La oración de San Francisco es una de mis oraciones favoritas (y es una forma muy buena de empezar el día). ¿Y saben qué?  Esta oración me ayuda muchísimo en momentos de gran necesidad.

Oh, Señor, hazme un instrumento de Tu Paz
Donde hay odio, que lleve yo el Amor
Donde haya ofensa, que lleve yo el Perdón
Donde haya discordia, que lleve yo la Unión 
Donde haya duda, que lleve yo la Fe
Donde haya error, que lleve yo la Verdad
Donde haya desesperación, que lleve yo la Alegría
Donde haya tinieblas, que lleve yo la Luz

Oh, Maestro, haced que yo no busque tanto ser consolado, sino consolar
ser comprendido, sino comprender
ser amado, como amar

Porque es dando, que se recibe
Perdonando, que se es perdonado
Muriendo, que se resucita a la vida eterna

Amen.

Hay una práctica que estoy tratando de hacer cada día más y más, y es: Dar lo cual yo necesito.

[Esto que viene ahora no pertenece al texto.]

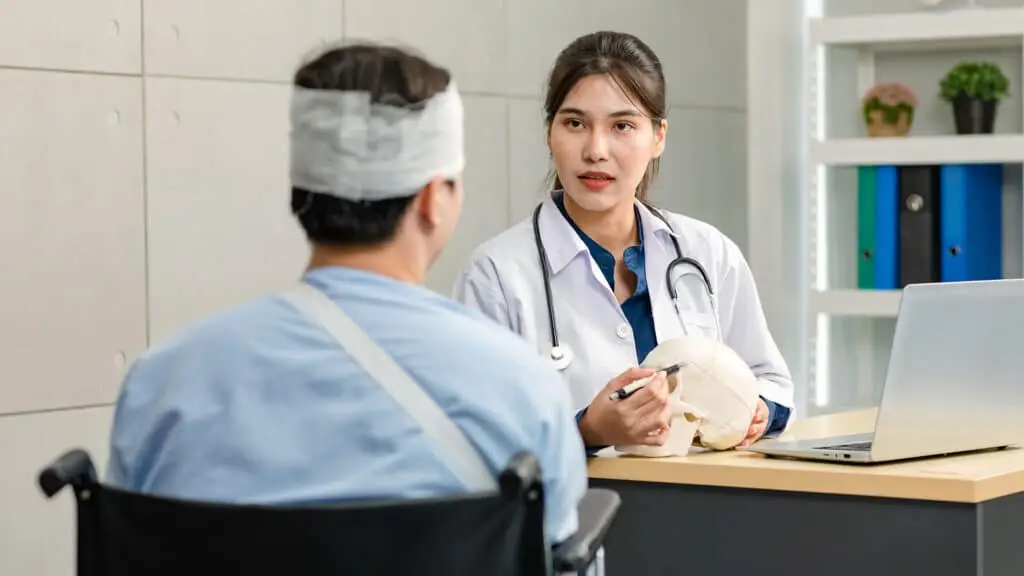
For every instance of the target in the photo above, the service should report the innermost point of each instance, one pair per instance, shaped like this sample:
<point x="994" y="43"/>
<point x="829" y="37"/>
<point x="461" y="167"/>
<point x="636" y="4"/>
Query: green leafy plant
<point x="980" y="80"/>
<point x="891" y="99"/>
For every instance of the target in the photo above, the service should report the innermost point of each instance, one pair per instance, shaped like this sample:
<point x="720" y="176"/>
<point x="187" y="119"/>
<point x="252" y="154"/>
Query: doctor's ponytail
<point x="627" y="60"/>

Por ejemplo, si estoy triste, intento traerle felicidad a alguien.  Si me siento un poco sola, le doy mi amistad a alguien. Un startup puede ser financieramente estresante, sin embargo, yo trato de darle una donación a  una causa valiente cuando me piden por mi ayuda.  Esto  me hace dar cuenta  de lo tanto que  ya tengo y de lo tan abundante que soy en realidad.  Esta práctica me ayuda ubicar mi  centro y me impide ir por el camino de la ansiedad. Lo más importante de esta práctica es que se activa la ley económica del Universo:   lo que tú le das al Universo es lo que te devuelve.  No hay via de evitar este fenómeno, ¡te lo prometo!  Lo que le aportas al Universo es lo que se te refleja de vuelta.  Así es que te invito a mirar a cada situación y preguntarte que puedes dar en lugar de lo que pudieras conseguir.  ¡No te arrepentirás!